A Big Life: Encouragement for People in the Arts – March 16 2020
At Newport Aquarium, Oregon
Two dogs knocked me down by the side of the road and started eating my back.
“Surely someone will stop to rescue me,” I thought as a car went right past me without stopping. I realized I needed to get up or die so I threw off the dogs and stood up, victorious.
Okay, that didn’t really happen to me. It is something that I dreamed. But the symbolism is obvious, isn’t it?
Fend for yourself. Don’t count on anyone. Rescue yourself.
Or is that the message? Maybe the people in the car didn’t see me lying on the road. But what if they did? Some people are just jerks.

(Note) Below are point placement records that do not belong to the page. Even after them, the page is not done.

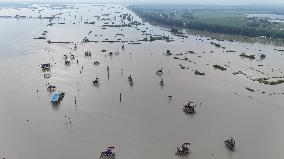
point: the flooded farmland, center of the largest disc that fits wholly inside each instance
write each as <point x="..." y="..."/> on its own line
<point x="237" y="88"/>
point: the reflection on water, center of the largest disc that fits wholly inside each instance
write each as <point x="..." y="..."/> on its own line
<point x="146" y="124"/>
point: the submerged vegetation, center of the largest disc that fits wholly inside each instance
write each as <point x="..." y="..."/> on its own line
<point x="230" y="21"/>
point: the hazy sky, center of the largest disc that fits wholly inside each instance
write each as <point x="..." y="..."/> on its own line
<point x="161" y="1"/>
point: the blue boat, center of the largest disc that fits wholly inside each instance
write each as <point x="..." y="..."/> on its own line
<point x="57" y="97"/>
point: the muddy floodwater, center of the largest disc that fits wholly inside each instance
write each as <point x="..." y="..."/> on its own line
<point x="146" y="124"/>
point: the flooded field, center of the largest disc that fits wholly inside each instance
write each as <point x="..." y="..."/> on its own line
<point x="237" y="88"/>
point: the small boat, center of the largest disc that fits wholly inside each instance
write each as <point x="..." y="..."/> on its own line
<point x="230" y="144"/>
<point x="108" y="154"/>
<point x="96" y="82"/>
<point x="56" y="98"/>
<point x="183" y="149"/>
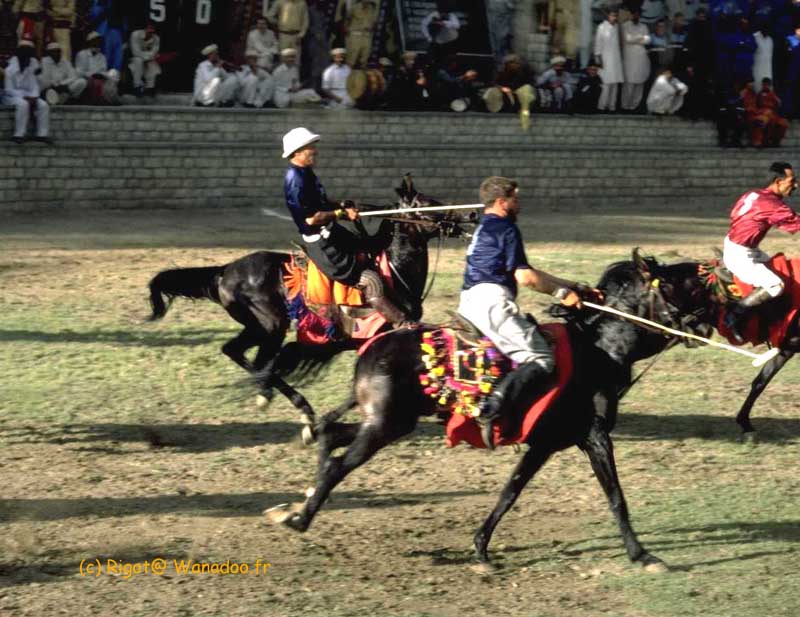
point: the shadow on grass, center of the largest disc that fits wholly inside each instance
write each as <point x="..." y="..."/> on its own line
<point x="646" y="427"/>
<point x="221" y="505"/>
<point x="186" y="338"/>
<point x="184" y="437"/>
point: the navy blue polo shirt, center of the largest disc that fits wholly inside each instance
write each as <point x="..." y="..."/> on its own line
<point x="495" y="252"/>
<point x="305" y="196"/>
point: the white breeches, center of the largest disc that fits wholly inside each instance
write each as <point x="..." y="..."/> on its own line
<point x="749" y="265"/>
<point x="492" y="310"/>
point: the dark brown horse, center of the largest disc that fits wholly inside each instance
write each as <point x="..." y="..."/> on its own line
<point x="388" y="394"/>
<point x="251" y="290"/>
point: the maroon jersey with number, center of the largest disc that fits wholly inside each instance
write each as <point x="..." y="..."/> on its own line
<point x="755" y="213"/>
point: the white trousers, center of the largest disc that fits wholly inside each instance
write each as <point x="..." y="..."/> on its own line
<point x="23" y="113"/>
<point x="492" y="309"/>
<point x="144" y="72"/>
<point x="284" y="98"/>
<point x="749" y="265"/>
<point x="631" y="95"/>
<point x="256" y="91"/>
<point x="608" y="97"/>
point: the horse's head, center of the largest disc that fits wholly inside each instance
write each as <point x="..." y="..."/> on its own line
<point x="673" y="295"/>
<point x="436" y="223"/>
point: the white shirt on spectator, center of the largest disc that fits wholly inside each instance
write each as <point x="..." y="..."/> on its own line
<point x="265" y="45"/>
<point x="447" y="34"/>
<point x="334" y="80"/>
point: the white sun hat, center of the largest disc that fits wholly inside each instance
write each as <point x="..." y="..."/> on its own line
<point x="296" y="139"/>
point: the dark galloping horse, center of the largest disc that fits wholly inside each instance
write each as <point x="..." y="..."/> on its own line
<point x="388" y="394"/>
<point x="251" y="290"/>
<point x="690" y="295"/>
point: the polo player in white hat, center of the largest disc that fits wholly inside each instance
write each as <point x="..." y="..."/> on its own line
<point x="333" y="248"/>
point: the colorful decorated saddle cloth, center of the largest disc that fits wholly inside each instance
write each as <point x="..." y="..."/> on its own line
<point x="460" y="373"/>
<point x="315" y="303"/>
<point x="772" y="321"/>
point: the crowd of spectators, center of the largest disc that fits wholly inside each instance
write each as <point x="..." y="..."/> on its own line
<point x="735" y="61"/>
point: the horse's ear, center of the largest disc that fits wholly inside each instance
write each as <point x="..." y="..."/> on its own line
<point x="641" y="263"/>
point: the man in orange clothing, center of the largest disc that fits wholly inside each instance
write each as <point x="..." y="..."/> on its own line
<point x="769" y="104"/>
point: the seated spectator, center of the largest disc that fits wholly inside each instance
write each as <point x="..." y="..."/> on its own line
<point x="731" y="119"/>
<point x="262" y="41"/>
<point x="59" y="81"/>
<point x="771" y="128"/>
<point x="666" y="94"/>
<point x="409" y="89"/>
<point x="213" y="85"/>
<point x="91" y="65"/>
<point x="455" y="88"/>
<point x="256" y="86"/>
<point x="21" y="89"/>
<point x="288" y="89"/>
<point x="587" y="92"/>
<point x="145" y="45"/>
<point x="334" y="81"/>
<point x="554" y="87"/>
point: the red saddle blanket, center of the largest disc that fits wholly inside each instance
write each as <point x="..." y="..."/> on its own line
<point x="771" y="323"/>
<point x="459" y="378"/>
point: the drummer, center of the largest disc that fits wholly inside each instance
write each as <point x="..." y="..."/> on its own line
<point x="334" y="81"/>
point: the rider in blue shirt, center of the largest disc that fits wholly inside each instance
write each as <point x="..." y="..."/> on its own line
<point x="496" y="266"/>
<point x="330" y="246"/>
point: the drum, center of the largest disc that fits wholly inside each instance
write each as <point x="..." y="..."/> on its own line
<point x="365" y="88"/>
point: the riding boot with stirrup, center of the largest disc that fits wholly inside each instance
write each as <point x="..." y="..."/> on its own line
<point x="736" y="318"/>
<point x="520" y="385"/>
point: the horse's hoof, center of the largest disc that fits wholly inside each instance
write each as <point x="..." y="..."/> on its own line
<point x="280" y="514"/>
<point x="750" y="438"/>
<point x="484" y="568"/>
<point x="308" y="436"/>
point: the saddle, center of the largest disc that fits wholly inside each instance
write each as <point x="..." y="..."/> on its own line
<point x="769" y="322"/>
<point x="324" y="310"/>
<point x="460" y="371"/>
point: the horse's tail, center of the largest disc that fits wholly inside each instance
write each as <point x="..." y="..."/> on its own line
<point x="186" y="283"/>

On set candid acting at Hug Point for the film “The Beloved”
Living with the uneasiness of life and having a fistful of friends, relatives and professional connections who might love you and then leave you is hard. It’s a balancing act to trust that there will always be someone there who has your back and doesn’t just want to eat it.

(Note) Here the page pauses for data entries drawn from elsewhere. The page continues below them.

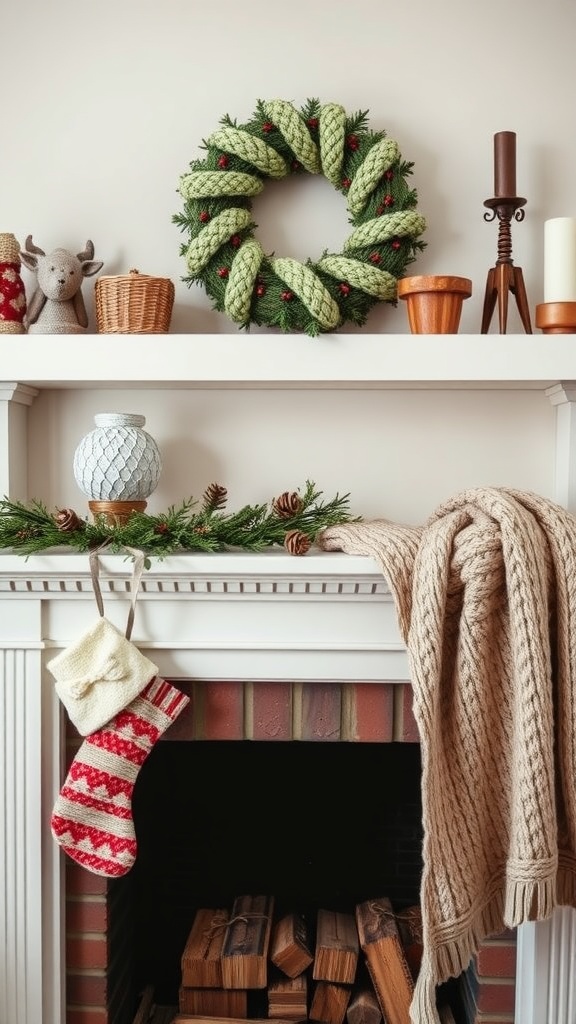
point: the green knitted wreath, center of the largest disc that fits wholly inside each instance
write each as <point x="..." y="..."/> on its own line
<point x="222" y="254"/>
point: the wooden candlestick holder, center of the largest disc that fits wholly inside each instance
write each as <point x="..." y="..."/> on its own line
<point x="504" y="276"/>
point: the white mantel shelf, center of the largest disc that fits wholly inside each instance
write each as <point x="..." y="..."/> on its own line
<point x="274" y="360"/>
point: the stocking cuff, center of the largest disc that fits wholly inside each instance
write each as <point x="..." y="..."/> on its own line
<point x="99" y="675"/>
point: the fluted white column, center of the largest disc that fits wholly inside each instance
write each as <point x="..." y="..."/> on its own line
<point x="14" y="401"/>
<point x="31" y="933"/>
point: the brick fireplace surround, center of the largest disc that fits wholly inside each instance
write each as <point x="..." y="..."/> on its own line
<point x="270" y="648"/>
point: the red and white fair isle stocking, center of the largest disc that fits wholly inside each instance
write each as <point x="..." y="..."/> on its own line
<point x="92" y="816"/>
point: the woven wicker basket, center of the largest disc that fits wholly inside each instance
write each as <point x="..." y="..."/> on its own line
<point x="133" y="303"/>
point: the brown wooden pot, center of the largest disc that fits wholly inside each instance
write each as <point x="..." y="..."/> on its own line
<point x="557" y="317"/>
<point x="435" y="302"/>
<point x="115" y="513"/>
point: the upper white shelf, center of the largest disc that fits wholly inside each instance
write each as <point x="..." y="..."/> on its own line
<point x="273" y="360"/>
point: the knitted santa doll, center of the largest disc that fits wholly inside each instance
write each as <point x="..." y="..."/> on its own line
<point x="12" y="294"/>
<point x="116" y="699"/>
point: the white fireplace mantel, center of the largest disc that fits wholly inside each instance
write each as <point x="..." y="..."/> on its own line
<point x="324" y="616"/>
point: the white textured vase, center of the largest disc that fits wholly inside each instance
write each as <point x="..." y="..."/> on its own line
<point x="118" y="460"/>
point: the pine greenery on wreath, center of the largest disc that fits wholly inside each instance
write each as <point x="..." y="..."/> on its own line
<point x="223" y="255"/>
<point x="292" y="520"/>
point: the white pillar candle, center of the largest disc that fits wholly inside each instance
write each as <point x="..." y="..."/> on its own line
<point x="560" y="259"/>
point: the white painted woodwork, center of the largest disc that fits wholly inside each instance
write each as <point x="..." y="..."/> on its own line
<point x="220" y="616"/>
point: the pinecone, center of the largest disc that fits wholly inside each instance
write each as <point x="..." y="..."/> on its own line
<point x="214" y="498"/>
<point x="287" y="505"/>
<point x="67" y="520"/>
<point x="296" y="543"/>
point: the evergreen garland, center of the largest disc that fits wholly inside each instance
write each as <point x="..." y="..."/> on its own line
<point x="291" y="520"/>
<point x="324" y="300"/>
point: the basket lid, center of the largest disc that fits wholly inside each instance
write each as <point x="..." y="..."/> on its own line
<point x="132" y="274"/>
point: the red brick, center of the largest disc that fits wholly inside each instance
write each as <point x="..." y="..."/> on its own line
<point x="373" y="705"/>
<point x="272" y="711"/>
<point x="407" y="731"/>
<point x="86" y="1015"/>
<point x="86" y="989"/>
<point x="223" y="711"/>
<point x="186" y="724"/>
<point x="84" y="953"/>
<point x="496" y="997"/>
<point x="492" y="1019"/>
<point x="496" y="961"/>
<point x="79" y="882"/>
<point x="321" y="712"/>
<point x="86" y="915"/>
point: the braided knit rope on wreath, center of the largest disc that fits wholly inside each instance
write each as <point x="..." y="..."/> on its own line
<point x="380" y="284"/>
<point x="310" y="289"/>
<point x="326" y="159"/>
<point x="243" y="273"/>
<point x="252" y="150"/>
<point x="332" y="130"/>
<point x="387" y="226"/>
<point x="206" y="245"/>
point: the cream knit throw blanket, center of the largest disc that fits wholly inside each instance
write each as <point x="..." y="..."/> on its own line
<point x="486" y="600"/>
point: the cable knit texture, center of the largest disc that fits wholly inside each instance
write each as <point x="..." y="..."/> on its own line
<point x="486" y="600"/>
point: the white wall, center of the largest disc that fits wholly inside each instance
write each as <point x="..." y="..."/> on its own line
<point x="105" y="105"/>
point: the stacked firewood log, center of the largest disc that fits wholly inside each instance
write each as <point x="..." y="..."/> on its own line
<point x="358" y="966"/>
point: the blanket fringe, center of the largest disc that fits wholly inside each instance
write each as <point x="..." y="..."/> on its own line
<point x="530" y="901"/>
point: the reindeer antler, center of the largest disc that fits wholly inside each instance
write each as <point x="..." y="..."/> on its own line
<point x="31" y="248"/>
<point x="88" y="252"/>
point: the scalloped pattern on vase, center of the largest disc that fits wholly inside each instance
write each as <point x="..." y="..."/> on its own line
<point x="118" y="460"/>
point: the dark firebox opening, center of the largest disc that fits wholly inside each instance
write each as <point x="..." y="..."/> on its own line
<point x="316" y="824"/>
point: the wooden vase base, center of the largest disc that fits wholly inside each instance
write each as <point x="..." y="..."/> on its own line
<point x="557" y="317"/>
<point x="115" y="513"/>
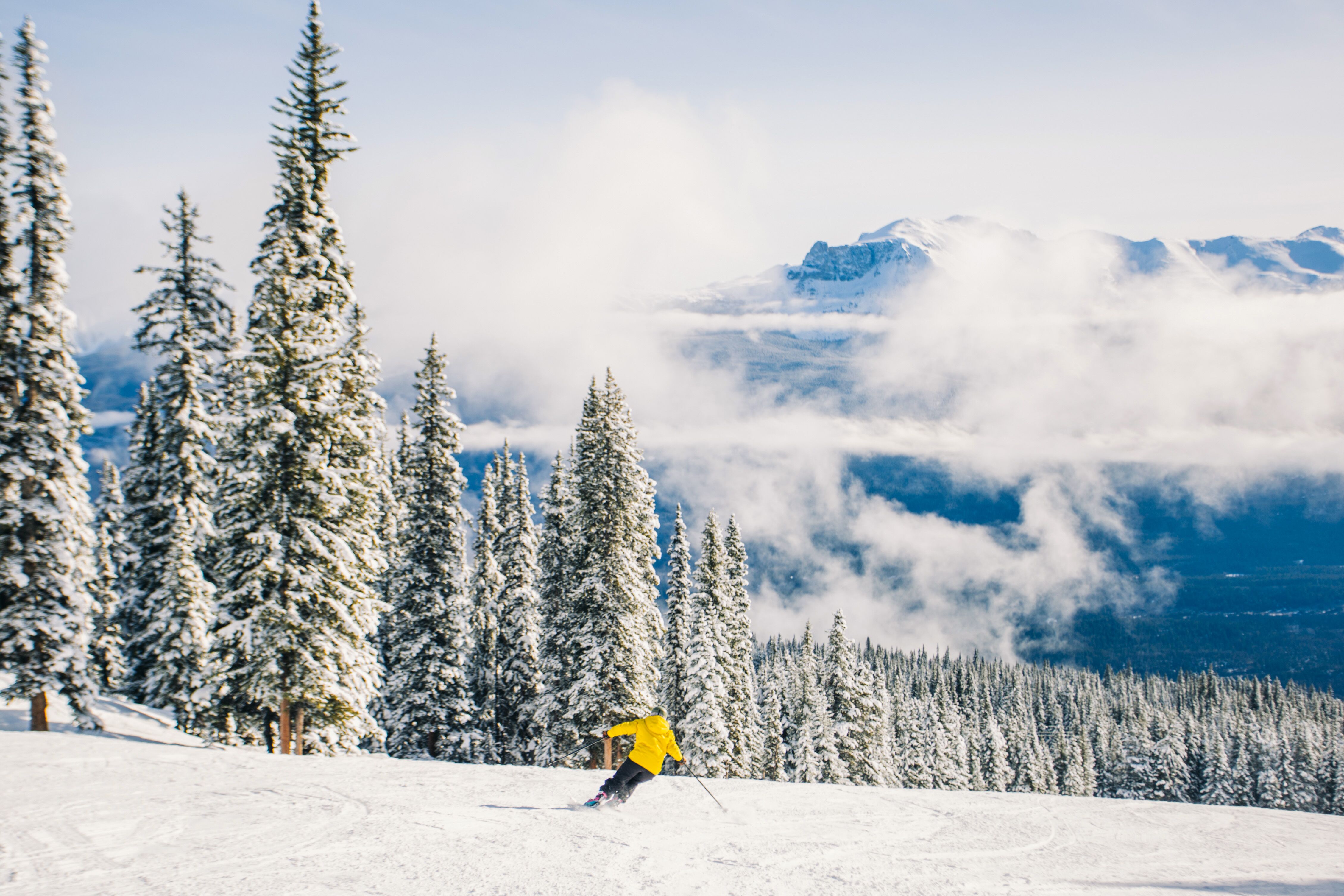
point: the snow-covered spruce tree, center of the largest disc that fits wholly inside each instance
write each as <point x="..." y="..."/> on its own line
<point x="112" y="559"/>
<point x="171" y="477"/>
<point x="428" y="700"/>
<point x="846" y="703"/>
<point x="487" y="588"/>
<point x="705" y="730"/>
<point x="45" y="514"/>
<point x="556" y="554"/>
<point x="616" y="631"/>
<point x="300" y="498"/>
<point x="808" y="711"/>
<point x="744" y="716"/>
<point x="519" y="622"/>
<point x="681" y="601"/>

My whole life has been filled with dreams like that. Sharks under my house bumping up against the floorboards and threatening to break through. Dinosaurs wrecking havoc on the lower floor of my hotel. The same potential threats and rewards are all around us all the time in waking life. Sometimes I feel safe and sometimes I do not. Yet whether I feel safe or do not feel safe has little bearing on whether or not I really am. So what’s the answer?
I am not sure I have one.
There are lots of spiritual and psychological practices that help. There are also practical ones to know, like the number of the fraud line at the Department of Justice and even better, the swift action the Attorney General will take if you just pick up the phone. (If you didn’t know that, write that down. I learned it late in life.)
A performance of my original play “Suicide in the Garden” at Fertile Ground 2020
I am still learning to trust the friends I have, to be compassionate with them and yet be willing to stand up to them if things go wrong between us. I used to think, “If there’s a problem, I caused it.” Those days are gone.
The truth is that everyone has a perspective. In the painful year or so since my mother died–something which has been so much harder than I ever thought possible–I have continued to learn and relearn many things. The biggest one continues to be, “What would it mean if the problem wasn’t me?”
My signature rainboots.
As to what this has to do with being an artist, I don’t know. Except that artists need to have perspective. Both in visual art and when creating characters.
And I have to remind myself of my own.
Note: Thanks, friends for bearing with the long wait for a blog post. It doesn’t mean lots of lovely artsy professional things haven’t been happening. It’s just been a difficult time.